‘I was called Negro; people didn’t know what Filipino was’

By Cristina DC Pastor

Artist Maria Watts, who grew up in Wayne, West Virginia, is making a film about finding her identity within a biracial family.

TF: Tell me about your film.
MW: I’m gathering interviews from my mother, my father, my two brothers and sister. I want to ask them questions about how it was for them growing up in a multicultural household, how did they discover their own identity. I feel like in the environment we grew up in we didn’t have that much of a cultural foundation at all.

TF: What kind of environment was that?
MW: We grew up in Wayne, West Virginia with less than 2,000 people and everybody around us was white. We were the darkest people in the town. We were seen as a unique family. The school was really tiny, the town was really small. Rumors run real fast, you get branded really quickly.
Wayne is very rural. Everyone on my father’s side went to the military. We’re the only kids that didn’t. My older brother is an artist. My younger brother writes, he’s a poet. I was very very quiet growing up. I got picked on a lot.

TF: Was the bullying because of your color?
MW: I thought so. People were calling me names I didn’t even associate with who I was — like Eskimo or Negro. (laughs) I’m Filipino, but people didn’t know what that is. In that town you’re either white or black. They didn’t know what kind of Asian we were. People didn’t know where the Philippines is.

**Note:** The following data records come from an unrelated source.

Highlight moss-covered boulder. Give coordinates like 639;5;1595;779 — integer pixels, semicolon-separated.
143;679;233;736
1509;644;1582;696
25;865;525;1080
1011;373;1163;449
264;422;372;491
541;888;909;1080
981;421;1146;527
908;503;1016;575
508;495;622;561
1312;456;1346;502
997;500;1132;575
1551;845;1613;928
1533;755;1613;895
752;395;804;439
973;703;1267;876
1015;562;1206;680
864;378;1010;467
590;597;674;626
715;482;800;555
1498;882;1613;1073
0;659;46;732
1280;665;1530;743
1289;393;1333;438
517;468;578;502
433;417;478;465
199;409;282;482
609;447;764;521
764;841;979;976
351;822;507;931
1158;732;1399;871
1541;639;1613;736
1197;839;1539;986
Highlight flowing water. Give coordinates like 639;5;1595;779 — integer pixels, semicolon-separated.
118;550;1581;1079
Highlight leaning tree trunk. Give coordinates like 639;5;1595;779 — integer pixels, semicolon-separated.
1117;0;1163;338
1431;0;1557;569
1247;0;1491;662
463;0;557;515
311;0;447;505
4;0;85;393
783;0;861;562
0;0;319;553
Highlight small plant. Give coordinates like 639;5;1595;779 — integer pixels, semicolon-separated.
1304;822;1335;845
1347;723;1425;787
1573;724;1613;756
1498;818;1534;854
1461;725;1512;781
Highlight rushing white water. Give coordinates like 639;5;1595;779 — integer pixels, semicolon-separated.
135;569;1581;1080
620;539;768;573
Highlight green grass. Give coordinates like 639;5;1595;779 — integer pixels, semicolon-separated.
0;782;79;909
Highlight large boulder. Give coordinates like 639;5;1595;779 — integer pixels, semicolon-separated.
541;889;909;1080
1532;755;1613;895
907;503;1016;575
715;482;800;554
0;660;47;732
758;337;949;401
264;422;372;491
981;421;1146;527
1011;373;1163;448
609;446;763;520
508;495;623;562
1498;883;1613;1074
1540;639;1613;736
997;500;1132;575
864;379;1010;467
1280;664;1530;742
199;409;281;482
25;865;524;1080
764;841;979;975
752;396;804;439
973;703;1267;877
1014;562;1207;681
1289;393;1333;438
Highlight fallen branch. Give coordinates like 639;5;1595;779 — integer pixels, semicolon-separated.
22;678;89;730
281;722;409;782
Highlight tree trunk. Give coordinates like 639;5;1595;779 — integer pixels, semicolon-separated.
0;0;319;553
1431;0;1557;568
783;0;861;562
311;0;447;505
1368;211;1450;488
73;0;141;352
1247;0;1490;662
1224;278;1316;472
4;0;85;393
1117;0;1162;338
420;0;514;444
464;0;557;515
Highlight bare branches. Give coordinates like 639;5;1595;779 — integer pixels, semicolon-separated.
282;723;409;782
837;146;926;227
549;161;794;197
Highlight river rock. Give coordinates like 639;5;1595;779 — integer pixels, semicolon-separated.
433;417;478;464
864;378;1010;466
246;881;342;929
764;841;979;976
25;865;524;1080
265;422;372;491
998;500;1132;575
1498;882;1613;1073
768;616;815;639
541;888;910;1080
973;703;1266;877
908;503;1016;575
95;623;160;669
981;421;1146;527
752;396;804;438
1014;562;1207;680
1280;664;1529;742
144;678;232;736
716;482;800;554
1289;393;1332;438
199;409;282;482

TF: What questions do you have for your mother?
MW: Some things I want to explore are the choices that my parents made bringing us up as a family. She never spoke Tagalog in the house, rarely ever fed us Filipino cuisine. She came to West Virginia with my father, and she was very submissive at that time. She never really spoke up too much so a lot of people around her were more overbearing than she was. But she’s not submissive anymore. She has more of a voice now.

TF: What was your father like?
MW: My father was a marine, very American, very military, very strict. He is a strong man, very intelligent, but in his older age he’s become more lighthearted. I tried to ask him about politics but he never really wanted to go there with me.

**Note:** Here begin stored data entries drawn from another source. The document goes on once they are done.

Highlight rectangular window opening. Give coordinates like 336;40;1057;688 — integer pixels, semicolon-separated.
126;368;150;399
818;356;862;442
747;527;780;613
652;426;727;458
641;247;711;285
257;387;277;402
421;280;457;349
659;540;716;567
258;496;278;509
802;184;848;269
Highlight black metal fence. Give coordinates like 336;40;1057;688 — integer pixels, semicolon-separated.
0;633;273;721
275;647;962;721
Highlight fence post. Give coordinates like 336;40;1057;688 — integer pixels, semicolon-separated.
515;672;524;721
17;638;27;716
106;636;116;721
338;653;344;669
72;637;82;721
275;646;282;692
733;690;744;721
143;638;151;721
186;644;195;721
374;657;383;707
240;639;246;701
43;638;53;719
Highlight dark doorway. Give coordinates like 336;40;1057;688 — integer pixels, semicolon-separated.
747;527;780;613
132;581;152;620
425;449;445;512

TF: How did all the moving around from state to state affect you?
MW: I learned how to make friends easily, but not sustain them because you know that relationships will not last. I developed an understanding of different people, and also a curiosity. Also, I spent more time with myself. I think that’s what led me to be an artist, being a photographer and now doing video art and now filmmaking.

TF: What do you hope to find out about yourself from the film?
MW: I want to create a film that will talk about all this identity questions, gender and cultural politics. I think it’s going to clear up a lot of residue that’s out there…we want to know why this person is that way. Every family has that. Those weird little secrets.

Maria and partner Von Diaz

TF: When did you start having questions about gender identity?
MW: It must have been when I was in high school, a time when I could make my own decisions. I was playing around with clothes I wore, being comfortable with who I hung out with. When I went away to art school at the Atlanta College of Art, a lot of my work was about gender identity. I began to question conventional concepts of boy-girl, male-female. I began dressing like a man.

TF: How did you come out?
MW: I came out when I was 17. My dad came to visit me at my dorm in college and he found photos on my wall and I was dressed in drag, shaved my head. I was very radical. This was the time to be experimental because you had your space, you were away from parents. Then we went outside, and he said, ‘I have a question for you: Are you gay?’ It’s totally awkward. We didn’t talk for many years after that.

TF: What’s your mom’s reaction?
MW: She was just real bland, like ‘Well, when you’re gay, you’re gay. There’s nothing I can do about it.’ She wasn’t angry, she was just like, ‘What can I do.’

TF: What’s become of your parents?
MW: They’re divorced. My father never remarried; my mother remarried two times. My mother’s very beautiful. She grew into an extremely independent woman. She’s retired now, she worked for the government. She’s also an entrepreneur. She opened an ice cream restaurant. It didn’t last very long.

TF: How did they react to the bullying?
MW: My dad was away a lot. So was my mom who had a job in Virginia. So we spent a lot of time with my grandmother. I never really bothered her with it too much because she’s old.

TF: Is there something you wanted to say about yourself in the film?
MW: I want to address this issue that not only am I Filipino and American, I am also a woman who looks like a man and dresses like a man. I don’t identify with the feminine identity or with the masculine identity.

TF: Is it confusing?
MW: Absolutely. Especially when you have to choose which bathroom to go into.

TF: Where do you usually go?
MW: Depends on where I am. In a gay bar you can go anywhere. But usually when I go into a woman’s bathroom I get comments like, ‘The men’s bathroom is down the hall.’ I went to this pizza place and used the women’s bathroom, and this woman started screaming at me. Then my girlfriend went into this long talk about being considerate before using hurtful words. I get into things where I have to talk politics when I use the restroom.

Maria Collantes Watts lives in Harlem with partner Von Diaz, an NYU grad student. Maria works at a non-profit digital library funded by the Mellon Foundation.

Cristina DC Pastor is the founding editor of The FilAm.